US Govt uses CIA as its paramilitary wing

By Jay Kuten

A drone programme without review is incompatible with democracy. The recommendation by US President Barack Obama of national security adviser John Brennan as CIA director ought to be of concern to all who value democracy. Not that Brennan lacks basic qualifications. His 25 years with the CIA give him that. The Senate hearings on his confirmation tell another story, one of reticence to deal with torture, and of apparent eagerness to use drones to kill not only foreign enemies but US citizens.

The CIA itself has undergone a transformation over the past decade from an intelligence-gathering organisation - spying, to put it bluntly - to an operational paramilitary organisation. Those operations include kidnappings, "renditions", torture and assassinations. Ordinarily the work of intelligence agencies consists in collection of mountains of data and subjecting those mountains to analysis. Conclusions freighted with degrees of certainty are then provided to the executive for judgment and potential action. It's tedious work, not at all sexy, more George Smiley than James Bond.

Politicising that intelligence function after 9/11 provided the dubious rationale for Bush and Blair to invade Iraq. Then these governments turned away from fox work to become the hedgehogs of the Dick Cheney stripe, and moved into what Cheney called "the Dark Side". Bush and Cheney have openly acknowledged their authorisation of torture, relying upon flimsy justifications provided in memos by the compliant Office of Legal Counsel, Department of Justice, with the odious euphemism, "enhanced interrogation techniques".

Brennan is a left-over from that period. He admits he knew about water-boarding, a technique he now describes as "reprehensible" but refuses to describe as "torture". He claims to have given his reservations in private, but felt he had no other duty, as he did not have direct authority. This view of himself as the metaphorical "good German" fails the simplest moral test. Neither the perpetrator nor the bystander can escape responsibility.

Mr Brennan has more recently been especially associated with the drone programme. Begun under the Bush regime, the programme targeting terrorist suspects has been elaborated under Obama, and Brennan is reported to pick the targets.

While Obama repudiated the infamous "torture memos" in 2009, he has nevertheless relied on extremely similar legal argument in authorising lethal force not only against al-Qaeda combatants in Afghanistan or in Yemen but also against American citizens deemed to pose an "imminent threat". A version of the legal documents leaked to MSNBC argues that if an "informed, high-ranking official" decides that an American citizen poses an "imminent threat" to that country and that capture is deemed not possible, it's OK to order a drone strike.

That is where Mr Brennan came in, and his appointment to head the CIA could only signal the administration's intention to rely more on the paramilitary side of the CIA, with consequent lesser focus on the tedium of intelligence-gathering and analysis.

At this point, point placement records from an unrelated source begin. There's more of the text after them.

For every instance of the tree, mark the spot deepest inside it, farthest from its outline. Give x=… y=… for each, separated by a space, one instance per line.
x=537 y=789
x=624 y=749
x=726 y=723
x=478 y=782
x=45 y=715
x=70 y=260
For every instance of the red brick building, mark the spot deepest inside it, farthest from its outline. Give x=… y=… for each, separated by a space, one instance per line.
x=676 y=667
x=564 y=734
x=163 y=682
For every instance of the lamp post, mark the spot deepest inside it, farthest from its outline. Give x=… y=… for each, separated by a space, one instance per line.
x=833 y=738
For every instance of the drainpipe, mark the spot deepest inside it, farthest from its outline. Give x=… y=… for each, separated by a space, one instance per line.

During the last electoral campaign, Obama quite properly called out his opponent Mitt Romney for his refusal to publish details of his taxes and to amplify with facts his claim that he, Romney, knew how to fix the economy. The Democrats pointed out that Romney's campaign boiled down to three words: Just trust me. The voters were not persuaded, and now it's Obama's turn on the subject of targeted killings, for which Brennan has been chiefly responsible.

Obama's claim, like that of Bush in his justifying of torture or warrantless eavesdropping or limitless detention of prisoners, rests on an extension of powers claimed by Congress' authorisation for use of force after 9/11. He has not set forth his reasoning to the people.

Power once exerted is unlikely to be given up. The precedent Obama claims is of the unfettered authority of the executive over human life, without prior due process or subsequent review, turning 224 years of US history on its head. The danger to democracy is evident. If war is too complicated to be left to the generals, so democracy is too fragile to be left to politicians. Trust without oversight is untenable.